When I got in high school, I was on varsity since my freshman year. I started at running back my sophomore year, playing against older guys, against teams that were bigger and better than us. I was able to perform well. I was like, alright I can probably make something out of this. That’s when I really got a good feeling about [my ability].

As far as making it to the NFL, honestly, it didn’t hit me until my sophomore year [at Florida State].

We got a new running back coach, Eddie Gran. He just started talking to me, teaching me about what I needed to be good at to make it to the league and be able to play for a long time because he helped produce a lot of running backs that made it (Deuce McAllister, Ronnie Brown, etc).

Just being around him and learning from him really helped me and gave me the confidence that I could make it to the NFL and be a very good player.
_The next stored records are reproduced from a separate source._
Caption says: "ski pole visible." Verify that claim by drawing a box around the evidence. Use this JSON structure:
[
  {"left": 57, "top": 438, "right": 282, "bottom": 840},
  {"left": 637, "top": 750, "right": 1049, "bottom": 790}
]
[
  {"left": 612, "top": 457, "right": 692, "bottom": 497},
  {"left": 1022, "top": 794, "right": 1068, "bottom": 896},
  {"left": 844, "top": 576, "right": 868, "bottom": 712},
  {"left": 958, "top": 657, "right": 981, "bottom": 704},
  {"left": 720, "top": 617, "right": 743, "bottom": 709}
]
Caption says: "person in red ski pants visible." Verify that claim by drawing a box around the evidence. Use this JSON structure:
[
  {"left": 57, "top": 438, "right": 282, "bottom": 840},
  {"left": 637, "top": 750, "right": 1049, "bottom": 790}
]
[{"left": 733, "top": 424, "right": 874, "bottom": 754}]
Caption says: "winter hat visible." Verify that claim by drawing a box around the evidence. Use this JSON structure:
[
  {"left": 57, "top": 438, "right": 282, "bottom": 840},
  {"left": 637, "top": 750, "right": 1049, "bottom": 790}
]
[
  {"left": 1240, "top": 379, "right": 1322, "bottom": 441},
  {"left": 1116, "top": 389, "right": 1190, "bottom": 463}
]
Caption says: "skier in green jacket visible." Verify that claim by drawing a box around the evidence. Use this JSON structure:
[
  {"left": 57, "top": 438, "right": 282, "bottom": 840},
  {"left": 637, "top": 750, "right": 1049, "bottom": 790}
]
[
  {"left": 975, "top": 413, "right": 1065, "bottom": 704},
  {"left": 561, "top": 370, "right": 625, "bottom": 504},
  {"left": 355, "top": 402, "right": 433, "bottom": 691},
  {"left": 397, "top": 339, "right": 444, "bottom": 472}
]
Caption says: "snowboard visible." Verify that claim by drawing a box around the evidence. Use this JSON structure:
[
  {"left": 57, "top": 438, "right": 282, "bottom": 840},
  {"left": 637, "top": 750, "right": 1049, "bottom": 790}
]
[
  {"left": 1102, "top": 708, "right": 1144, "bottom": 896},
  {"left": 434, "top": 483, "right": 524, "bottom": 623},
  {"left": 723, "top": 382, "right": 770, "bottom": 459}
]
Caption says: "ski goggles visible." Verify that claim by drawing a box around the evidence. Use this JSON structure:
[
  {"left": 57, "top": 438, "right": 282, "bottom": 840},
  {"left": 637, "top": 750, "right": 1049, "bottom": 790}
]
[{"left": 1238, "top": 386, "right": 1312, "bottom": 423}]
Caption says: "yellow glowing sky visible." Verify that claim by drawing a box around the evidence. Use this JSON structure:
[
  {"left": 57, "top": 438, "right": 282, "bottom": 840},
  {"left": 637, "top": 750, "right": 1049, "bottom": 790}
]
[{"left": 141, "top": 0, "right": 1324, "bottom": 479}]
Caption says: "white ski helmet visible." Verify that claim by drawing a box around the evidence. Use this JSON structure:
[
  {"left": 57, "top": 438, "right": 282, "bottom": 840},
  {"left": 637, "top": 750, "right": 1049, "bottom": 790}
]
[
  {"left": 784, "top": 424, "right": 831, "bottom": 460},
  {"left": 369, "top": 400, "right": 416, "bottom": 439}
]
Then you reach the NFL. At what point did you think you got this?

That was really the toughest challenge, realizing (I could play in the NFL). It didn’t really hit me until my fourth year.

My rookie year it didn’t really work out too well (Lost role as the primary kick returner after four games before suffering a torn left labrum).

(Released and then signed to) the practice squad my second year so I was doubting everything at that point. Just being cut made me doubt my ability. Really one of the lowest parts of my entire football career.

My third year I knew it was my job because Coach (Jay) Gruden told me that. I could do my job, but excelling and going beyond expectations was really around my fourth year when it hit me. I finished that season out healthy. My first full season. (Thompson played all 16 games for the only time in his career to date, finishing with 49 receptions and 705 yards from scrimmage.)

After that, I was able to go into the offseason feeling really healthy for the first time. Feeling like myself once again like the senior year of college version of myself. As you could see last year (2017), I had a wonderful year.

Any specific moment in the NFL that had you thinking, I got this?

We were playing against the Eagles Week 16 in my third year to win the division. I think the first play I came in was in the red zone and I ended up scoring a touchdown on “choice” route against Kiko Alonso, who is a linebacker I have a lot of respect for. That really gave me some confidence.

I had a few more plays where I was just running routes, kind of getting open during that game and a few more games. I was OK, if I can be consistent, keep catching the ball and keep getting open, I could really be great at this. Then the game started slowing down for me in my fourth year. Then I got more comfortable. I got way more patient in my routes. It was like, dang, dude, with your footwork and acceleration, you can really get open against these guys and make some plays.

The transcript was edited for length and clarity.